Even .where which is going through the whole array of objects is faster than .find (which is a more recent implementation).
Why is that it’s slower or rather, why is underscore faster?
It comes down to computation, finding on graph is over the entire dataset whereas in underscore it’s object comparison. The way this is done factors heavily on the speed. Im surprised a purely vanilla method isn’t faster becuase underscore is a library so to make this even faster I would look at doing it in pure JS.
In the past I was able to achieve a huge speed increase in a similar manner by using the .includes method for array lookups in JS - its much faster then anything else out there and I was told that is due to the compilation of JS itself and these methods are worked in to be as quick to compile as possible.
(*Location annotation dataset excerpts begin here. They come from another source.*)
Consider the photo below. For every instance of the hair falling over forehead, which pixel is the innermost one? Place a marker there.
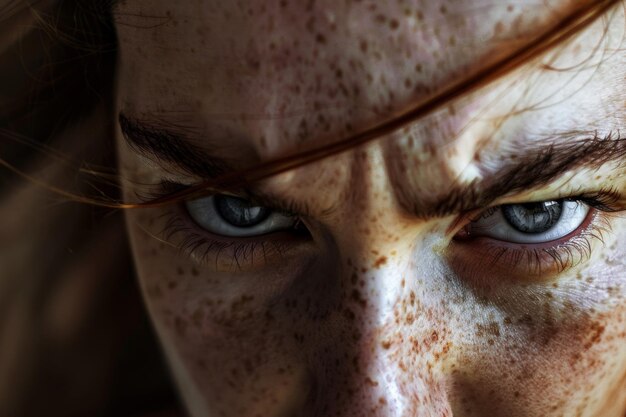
(582, 15)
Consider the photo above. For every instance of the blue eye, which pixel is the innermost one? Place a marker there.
(236, 217)
(539, 222)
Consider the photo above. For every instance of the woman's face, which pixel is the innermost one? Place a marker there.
(468, 264)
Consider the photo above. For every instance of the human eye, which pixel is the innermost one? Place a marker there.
(232, 232)
(537, 239)
(231, 216)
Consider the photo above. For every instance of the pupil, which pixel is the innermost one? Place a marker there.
(239, 212)
(533, 218)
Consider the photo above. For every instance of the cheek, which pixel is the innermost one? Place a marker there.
(315, 336)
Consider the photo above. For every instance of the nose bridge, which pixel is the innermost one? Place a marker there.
(384, 360)
(391, 345)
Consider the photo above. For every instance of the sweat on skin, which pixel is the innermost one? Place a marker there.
(380, 311)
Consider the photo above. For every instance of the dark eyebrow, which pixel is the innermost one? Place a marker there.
(161, 142)
(529, 170)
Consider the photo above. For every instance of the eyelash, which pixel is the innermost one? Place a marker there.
(556, 256)
(571, 251)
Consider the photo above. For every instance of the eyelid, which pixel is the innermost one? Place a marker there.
(285, 206)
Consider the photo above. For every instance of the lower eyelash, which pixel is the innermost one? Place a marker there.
(556, 258)
(213, 251)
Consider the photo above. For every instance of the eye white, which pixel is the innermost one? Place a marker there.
(206, 214)
(496, 226)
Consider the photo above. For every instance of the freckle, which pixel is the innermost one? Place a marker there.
(363, 45)
(180, 326)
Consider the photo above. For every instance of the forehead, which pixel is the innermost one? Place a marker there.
(278, 73)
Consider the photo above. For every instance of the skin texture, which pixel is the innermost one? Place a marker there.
(380, 312)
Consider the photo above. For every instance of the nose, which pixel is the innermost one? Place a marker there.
(388, 348)
(385, 349)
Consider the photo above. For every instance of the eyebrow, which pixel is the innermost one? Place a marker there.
(162, 142)
(536, 167)
(530, 169)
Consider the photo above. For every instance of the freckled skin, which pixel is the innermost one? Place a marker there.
(379, 313)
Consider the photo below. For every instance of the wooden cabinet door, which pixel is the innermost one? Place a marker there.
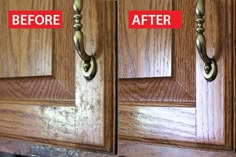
(163, 95)
(44, 97)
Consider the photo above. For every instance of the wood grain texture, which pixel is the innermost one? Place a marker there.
(131, 149)
(214, 100)
(45, 90)
(213, 119)
(180, 87)
(143, 52)
(25, 52)
(126, 149)
(91, 122)
(157, 123)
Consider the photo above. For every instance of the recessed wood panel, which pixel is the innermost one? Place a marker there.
(144, 53)
(212, 119)
(25, 52)
(54, 45)
(90, 120)
(177, 90)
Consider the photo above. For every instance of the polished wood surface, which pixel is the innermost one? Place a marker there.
(177, 90)
(208, 123)
(25, 52)
(157, 123)
(143, 52)
(90, 123)
(59, 87)
(126, 149)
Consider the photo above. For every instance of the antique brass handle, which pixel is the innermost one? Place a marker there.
(89, 63)
(210, 66)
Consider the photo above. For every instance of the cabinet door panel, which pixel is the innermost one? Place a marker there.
(25, 52)
(178, 88)
(65, 109)
(203, 118)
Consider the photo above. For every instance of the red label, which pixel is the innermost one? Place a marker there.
(35, 19)
(155, 19)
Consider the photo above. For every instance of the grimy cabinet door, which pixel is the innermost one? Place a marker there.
(44, 97)
(164, 97)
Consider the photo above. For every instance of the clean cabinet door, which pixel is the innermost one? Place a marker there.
(44, 97)
(163, 95)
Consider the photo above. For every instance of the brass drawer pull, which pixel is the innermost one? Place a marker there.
(88, 64)
(210, 66)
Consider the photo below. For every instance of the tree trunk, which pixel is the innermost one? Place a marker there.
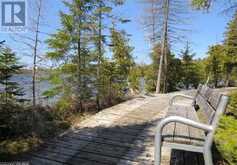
(99, 58)
(35, 53)
(163, 46)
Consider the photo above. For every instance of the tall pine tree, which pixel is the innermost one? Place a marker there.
(231, 47)
(69, 49)
(9, 66)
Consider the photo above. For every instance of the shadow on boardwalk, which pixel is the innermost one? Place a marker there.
(106, 146)
(119, 135)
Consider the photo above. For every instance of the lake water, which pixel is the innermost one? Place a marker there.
(25, 81)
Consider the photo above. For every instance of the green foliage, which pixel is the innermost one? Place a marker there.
(174, 71)
(233, 104)
(123, 60)
(134, 77)
(9, 66)
(201, 4)
(215, 63)
(191, 77)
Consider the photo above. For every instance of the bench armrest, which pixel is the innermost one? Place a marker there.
(180, 95)
(183, 120)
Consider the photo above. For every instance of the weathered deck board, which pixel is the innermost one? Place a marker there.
(123, 134)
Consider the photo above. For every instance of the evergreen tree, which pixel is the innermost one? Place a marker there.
(122, 57)
(231, 48)
(215, 62)
(190, 76)
(174, 70)
(70, 51)
(103, 10)
(9, 66)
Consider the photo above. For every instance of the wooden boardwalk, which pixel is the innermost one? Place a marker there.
(123, 134)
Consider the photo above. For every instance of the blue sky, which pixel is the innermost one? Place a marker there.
(206, 29)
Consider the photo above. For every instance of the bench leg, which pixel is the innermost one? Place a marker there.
(208, 157)
(158, 149)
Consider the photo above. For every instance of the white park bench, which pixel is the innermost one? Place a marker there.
(182, 129)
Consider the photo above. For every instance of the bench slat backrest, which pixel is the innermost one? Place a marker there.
(208, 101)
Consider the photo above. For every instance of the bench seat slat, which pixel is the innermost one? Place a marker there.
(181, 133)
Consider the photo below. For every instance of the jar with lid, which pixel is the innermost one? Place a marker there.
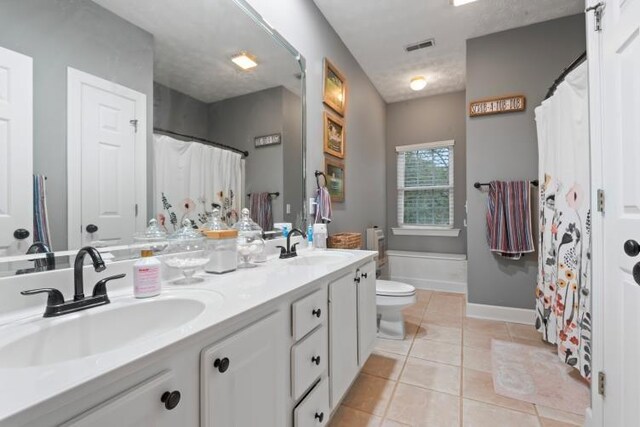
(221, 245)
(186, 252)
(250, 243)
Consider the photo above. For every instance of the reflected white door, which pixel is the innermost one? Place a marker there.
(620, 44)
(108, 120)
(16, 150)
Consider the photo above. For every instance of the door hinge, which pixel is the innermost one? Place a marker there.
(600, 200)
(597, 14)
(601, 382)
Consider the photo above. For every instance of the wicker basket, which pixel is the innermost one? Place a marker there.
(345, 241)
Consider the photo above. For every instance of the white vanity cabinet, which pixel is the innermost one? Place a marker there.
(243, 381)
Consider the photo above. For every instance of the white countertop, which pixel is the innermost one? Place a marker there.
(243, 290)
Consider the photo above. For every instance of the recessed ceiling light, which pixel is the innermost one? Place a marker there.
(461, 2)
(418, 83)
(244, 61)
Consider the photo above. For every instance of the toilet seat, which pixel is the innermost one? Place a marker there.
(389, 288)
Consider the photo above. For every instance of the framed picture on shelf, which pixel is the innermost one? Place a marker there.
(333, 135)
(334, 89)
(334, 170)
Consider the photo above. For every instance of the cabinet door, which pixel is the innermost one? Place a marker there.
(244, 378)
(141, 405)
(343, 336)
(367, 322)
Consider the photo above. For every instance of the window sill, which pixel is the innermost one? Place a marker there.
(426, 231)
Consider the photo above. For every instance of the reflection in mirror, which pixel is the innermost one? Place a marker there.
(123, 111)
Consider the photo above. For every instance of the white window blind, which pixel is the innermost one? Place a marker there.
(425, 184)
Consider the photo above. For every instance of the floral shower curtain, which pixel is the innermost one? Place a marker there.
(563, 307)
(191, 179)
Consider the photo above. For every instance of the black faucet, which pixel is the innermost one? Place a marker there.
(290, 251)
(57, 306)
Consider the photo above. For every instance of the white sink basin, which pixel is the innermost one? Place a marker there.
(99, 330)
(320, 258)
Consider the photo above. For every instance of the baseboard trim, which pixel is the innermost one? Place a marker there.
(504, 314)
(433, 285)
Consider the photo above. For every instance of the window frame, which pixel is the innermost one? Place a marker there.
(403, 228)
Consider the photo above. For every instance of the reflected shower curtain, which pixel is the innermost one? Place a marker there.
(191, 179)
(563, 308)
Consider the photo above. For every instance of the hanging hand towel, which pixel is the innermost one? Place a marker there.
(509, 219)
(261, 211)
(323, 205)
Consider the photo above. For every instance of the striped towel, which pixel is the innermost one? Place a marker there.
(509, 219)
(261, 211)
(323, 205)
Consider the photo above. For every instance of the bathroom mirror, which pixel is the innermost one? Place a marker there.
(114, 112)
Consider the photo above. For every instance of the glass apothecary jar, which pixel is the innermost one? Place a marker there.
(250, 242)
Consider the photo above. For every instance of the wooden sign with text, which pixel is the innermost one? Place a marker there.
(503, 104)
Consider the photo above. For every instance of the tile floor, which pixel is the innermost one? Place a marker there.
(440, 375)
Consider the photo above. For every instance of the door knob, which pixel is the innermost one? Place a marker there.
(170, 399)
(636, 273)
(631, 248)
(221, 364)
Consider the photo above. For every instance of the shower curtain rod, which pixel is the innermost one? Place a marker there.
(579, 60)
(206, 141)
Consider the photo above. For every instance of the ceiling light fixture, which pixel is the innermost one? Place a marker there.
(244, 61)
(461, 2)
(418, 83)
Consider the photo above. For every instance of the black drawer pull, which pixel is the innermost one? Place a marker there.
(221, 364)
(170, 399)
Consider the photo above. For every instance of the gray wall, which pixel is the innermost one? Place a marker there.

Out of interest, could you try without object destructuring in the args?
Underscores implementation calls quite a lot of functions (where calls find which calls isArrayLike and findIndex) so I suspect the big difference would be the destructuring.
Is this in meteor or native J’s? In meteor the object destructuring is transpiled by babel, possibly making it more expensive (or cheaper, who knows, lol)
Be mindful of how you benchmark this. The measurements are really only useful if done in a production environment. The JIT compiler can optimize things in ways that aren’t obvious, so it’s entirely possible that that the native version is in fact more performant at load.
This talk discusses the woes of benchmarking. It’s somewhat old, but I imagine the JIT optimizations have only improved since then.
It’s a bit more difficult to do benchmarking on the production system as I can’t run this function 100x or even more just to see a proper time difference. Unless I maybe run the benchmark in a delayed job after the startup of the server is finished but then I’d need to build up the array of objects myself which isn’t as realistic as using real data.